Level MFA IRM Sharing Expected Number of Users
1 Yes Yes No Few
2 Yes No No Few
3 No No No Many
4 No No Yes Few
16
B2.1 Multi-Factor Authentication (MFA) MFA in HwbCloud has been configured so that users can be required to use a code from the Azure Authenticator app in addition to their username and password.
The Azure Authenticator app is installed on a smartphone and will help to prevent password-based attacks, such as password guessing or observation during entry.
For MFA to be effective there is an assumption that staff with access to sensitive data will not share their phone with others or leave it unattended and unlocked.
Note: While MFA in Office 365 has other options the Hwb team have assessed the Azure
Authenticator app as being the only appropriate option for HwbCloud.
B2.2 Information Rights Management (IRM)
In HwbCloud IRM is a form of digital rights management that has been created by Microsoft to provide additional control for document access rights, that ‘travel’ with the document.
In HwbCloud the use of IRM is currently constrained to supplementing the existing network access controls.
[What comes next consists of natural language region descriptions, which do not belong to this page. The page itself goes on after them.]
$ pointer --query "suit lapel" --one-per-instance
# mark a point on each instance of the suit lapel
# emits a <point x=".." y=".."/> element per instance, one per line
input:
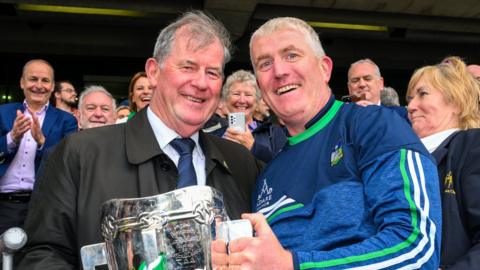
<point x="213" y="156"/>
<point x="51" y="116"/>
<point x="143" y="150"/>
A HwbCloud document that has had IRM applied will require a user to provide credentials for access to the document, even when they are accessing it outside the online environment.
B3 HwbDrive B3.1 Multi-Factor Authentication (MFA) HwbDrive can benefit from MFA in the same way as HwbSites, see the relevant section for more information.
B3.2 Document level Password Protection
Microsoft Office’s native password protection can be used to protect documents containing sensitive data.